22 October 2009

Cathlican or Anglolic?

'Pope Benedict XVI has approved, within the Apostolic Constitution, a canonical structure that provides for Personal Ordinariates, which will allow former Anglicans to enter full communion with the Catholic Church while preserving elements of distinctive Anglican spiritual patrimony.'

This means that the Pope is opening the door to Anglicans to join the Catholic church, acknowledge the authority of the Pope, but retain classical Anglican elements and traditions. It also allows married Anglican clergy who convert to Catholicism to be re-ordained as Catholic priests and also remain married, which does open up the back door for the ordination of married Catholics in the future, possibly.
 
However, I have a problem with this.
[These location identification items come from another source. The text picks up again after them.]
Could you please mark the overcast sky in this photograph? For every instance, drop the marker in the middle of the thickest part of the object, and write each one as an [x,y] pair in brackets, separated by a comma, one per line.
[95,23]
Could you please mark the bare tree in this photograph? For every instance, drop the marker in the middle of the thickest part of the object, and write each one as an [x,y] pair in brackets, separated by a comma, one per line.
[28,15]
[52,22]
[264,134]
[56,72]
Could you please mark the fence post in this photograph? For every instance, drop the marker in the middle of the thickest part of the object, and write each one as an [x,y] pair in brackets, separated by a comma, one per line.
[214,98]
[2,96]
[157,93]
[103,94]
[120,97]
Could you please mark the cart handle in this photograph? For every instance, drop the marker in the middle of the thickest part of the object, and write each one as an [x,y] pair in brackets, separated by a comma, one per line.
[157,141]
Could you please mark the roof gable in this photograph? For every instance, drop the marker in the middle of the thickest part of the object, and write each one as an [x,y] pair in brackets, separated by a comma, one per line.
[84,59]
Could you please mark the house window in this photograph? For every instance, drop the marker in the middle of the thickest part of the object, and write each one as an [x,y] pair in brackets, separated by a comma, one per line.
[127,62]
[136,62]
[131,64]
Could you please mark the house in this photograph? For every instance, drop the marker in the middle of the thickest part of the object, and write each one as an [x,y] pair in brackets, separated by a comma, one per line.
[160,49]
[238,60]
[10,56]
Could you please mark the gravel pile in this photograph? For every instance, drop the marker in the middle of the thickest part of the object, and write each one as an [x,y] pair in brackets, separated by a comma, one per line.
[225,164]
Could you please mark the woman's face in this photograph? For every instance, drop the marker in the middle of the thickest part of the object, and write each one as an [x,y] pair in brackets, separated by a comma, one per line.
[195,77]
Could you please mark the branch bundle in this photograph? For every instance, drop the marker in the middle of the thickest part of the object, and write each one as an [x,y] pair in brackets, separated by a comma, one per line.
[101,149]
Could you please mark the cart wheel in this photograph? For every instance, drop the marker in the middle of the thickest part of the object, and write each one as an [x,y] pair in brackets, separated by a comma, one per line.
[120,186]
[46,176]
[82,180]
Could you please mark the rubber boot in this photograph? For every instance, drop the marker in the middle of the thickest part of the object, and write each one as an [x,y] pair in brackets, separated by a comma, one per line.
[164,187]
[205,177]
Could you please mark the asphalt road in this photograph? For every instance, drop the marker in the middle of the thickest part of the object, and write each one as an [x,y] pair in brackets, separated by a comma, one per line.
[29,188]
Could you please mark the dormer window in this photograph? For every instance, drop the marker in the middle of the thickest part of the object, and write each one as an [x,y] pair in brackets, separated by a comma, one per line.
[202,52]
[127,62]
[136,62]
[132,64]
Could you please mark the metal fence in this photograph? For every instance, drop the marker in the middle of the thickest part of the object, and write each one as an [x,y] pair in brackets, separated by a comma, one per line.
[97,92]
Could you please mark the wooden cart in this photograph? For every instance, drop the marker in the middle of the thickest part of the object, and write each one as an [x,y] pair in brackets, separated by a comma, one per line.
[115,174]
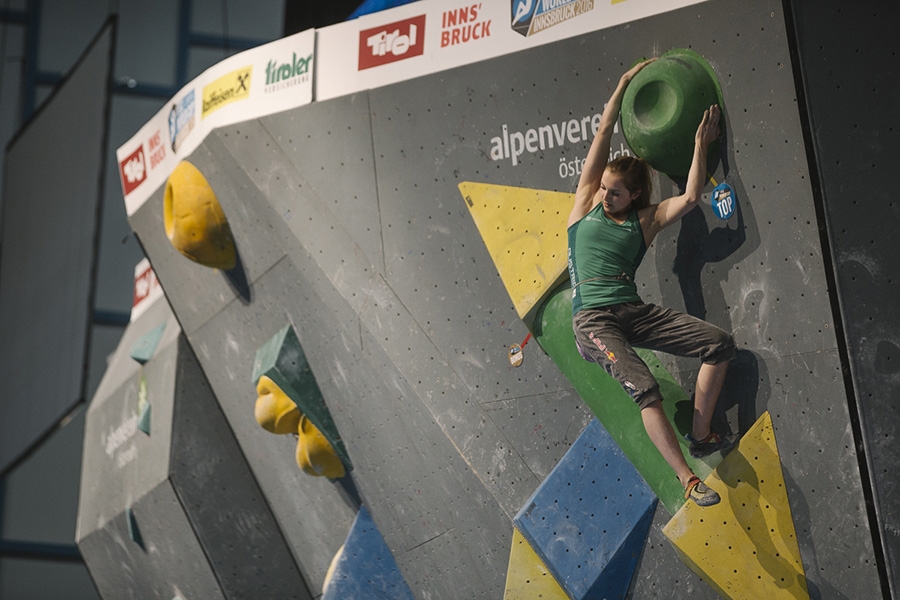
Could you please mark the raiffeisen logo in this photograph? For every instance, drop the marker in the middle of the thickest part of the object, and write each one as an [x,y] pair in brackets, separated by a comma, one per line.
[226,89]
[181,120]
[462,25]
[392,42]
[533,16]
[280,76]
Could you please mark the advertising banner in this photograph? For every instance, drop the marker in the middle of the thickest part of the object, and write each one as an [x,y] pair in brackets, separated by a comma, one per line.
[260,81]
[434,35]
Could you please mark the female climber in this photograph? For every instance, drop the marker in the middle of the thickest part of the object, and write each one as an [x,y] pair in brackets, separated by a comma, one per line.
[609,230]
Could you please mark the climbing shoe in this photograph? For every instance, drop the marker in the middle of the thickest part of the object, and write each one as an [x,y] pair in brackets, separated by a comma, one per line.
[711,443]
[700,493]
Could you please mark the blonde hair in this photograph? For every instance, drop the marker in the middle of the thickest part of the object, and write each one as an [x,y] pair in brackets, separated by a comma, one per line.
[635,174]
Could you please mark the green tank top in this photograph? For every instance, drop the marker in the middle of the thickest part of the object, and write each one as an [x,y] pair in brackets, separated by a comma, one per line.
[603,257]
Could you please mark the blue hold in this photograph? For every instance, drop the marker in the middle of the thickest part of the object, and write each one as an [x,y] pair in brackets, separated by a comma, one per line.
[366,568]
[589,519]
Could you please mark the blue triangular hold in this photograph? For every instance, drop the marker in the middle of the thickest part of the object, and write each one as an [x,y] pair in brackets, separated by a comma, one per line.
[365,567]
[589,519]
[143,349]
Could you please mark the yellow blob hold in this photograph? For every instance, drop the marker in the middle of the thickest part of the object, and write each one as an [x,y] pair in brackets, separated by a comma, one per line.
[315,455]
[194,221]
[275,411]
[746,546]
[524,231]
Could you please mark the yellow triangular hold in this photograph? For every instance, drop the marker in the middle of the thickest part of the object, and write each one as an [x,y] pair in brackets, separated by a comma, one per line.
[745,546]
[525,233]
[527,577]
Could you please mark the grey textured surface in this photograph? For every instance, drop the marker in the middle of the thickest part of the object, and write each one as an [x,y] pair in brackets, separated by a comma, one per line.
[853,114]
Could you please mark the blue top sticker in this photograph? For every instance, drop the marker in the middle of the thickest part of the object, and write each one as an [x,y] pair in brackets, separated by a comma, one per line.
[723,201]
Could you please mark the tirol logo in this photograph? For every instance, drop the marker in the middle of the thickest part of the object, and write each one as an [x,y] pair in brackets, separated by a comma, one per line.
[461,25]
[280,76]
[144,283]
[133,170]
[226,89]
[392,42]
[533,16]
[181,120]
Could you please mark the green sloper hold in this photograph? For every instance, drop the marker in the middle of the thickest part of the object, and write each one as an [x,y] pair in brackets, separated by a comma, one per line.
[283,361]
[145,346]
[613,407]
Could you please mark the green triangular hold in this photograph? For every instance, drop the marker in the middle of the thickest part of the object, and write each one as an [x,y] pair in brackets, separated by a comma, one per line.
[144,348]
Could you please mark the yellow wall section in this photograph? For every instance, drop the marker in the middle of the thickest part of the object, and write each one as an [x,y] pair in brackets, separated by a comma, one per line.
[527,578]
[525,233]
[746,546]
[194,221]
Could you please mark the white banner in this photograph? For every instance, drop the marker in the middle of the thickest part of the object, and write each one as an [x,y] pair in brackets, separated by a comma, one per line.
[374,50]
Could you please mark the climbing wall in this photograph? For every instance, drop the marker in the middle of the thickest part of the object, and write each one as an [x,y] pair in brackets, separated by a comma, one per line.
[852,150]
[409,240]
[168,506]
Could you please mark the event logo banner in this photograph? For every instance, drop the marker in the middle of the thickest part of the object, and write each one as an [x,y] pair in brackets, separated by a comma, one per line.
[392,42]
[133,170]
[227,89]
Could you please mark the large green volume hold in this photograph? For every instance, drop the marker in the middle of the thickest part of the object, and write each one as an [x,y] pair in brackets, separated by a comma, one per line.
[613,407]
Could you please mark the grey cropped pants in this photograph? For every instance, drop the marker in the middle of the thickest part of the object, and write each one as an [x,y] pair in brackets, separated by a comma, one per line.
[608,336]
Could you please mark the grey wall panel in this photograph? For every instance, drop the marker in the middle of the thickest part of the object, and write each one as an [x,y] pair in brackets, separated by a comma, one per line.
[540,428]
[850,78]
[223,528]
[167,563]
[305,222]
[313,513]
[335,165]
[660,572]
[215,486]
[322,239]
[197,292]
[51,196]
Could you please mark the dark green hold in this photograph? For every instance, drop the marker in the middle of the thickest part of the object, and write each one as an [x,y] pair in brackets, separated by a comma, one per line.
[282,360]
[662,107]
One of my favourite blog sites stated that, 'as many of our Anglican brothers and sisters make many difficult decisions and sacrifices to avail themselves of our Holy Father's loving gesture welcoming them to their True Ecclesial Home, we support them, our Holy Father and all involved by our prayer.' I would be the first to say that I would love for Anglicans and Catholics to gather around the Table together and share communion, one with another - to the point that I am leaving a canonical Anglican religious order for a non-canonical ecumenical one. But to have to acknowedge the authority of the Pope in order to share the sacramental life of the church? No.

I also do not believe that the Catholic church is "our true ecclesial home". There is no one church that has a cornerstone on truth, and God invites many people in many different ways. When the Pope is a woman, I will think that they might have figured out that they have historically disenfranchised half of their population (well over half, actually!) and fixed the problem.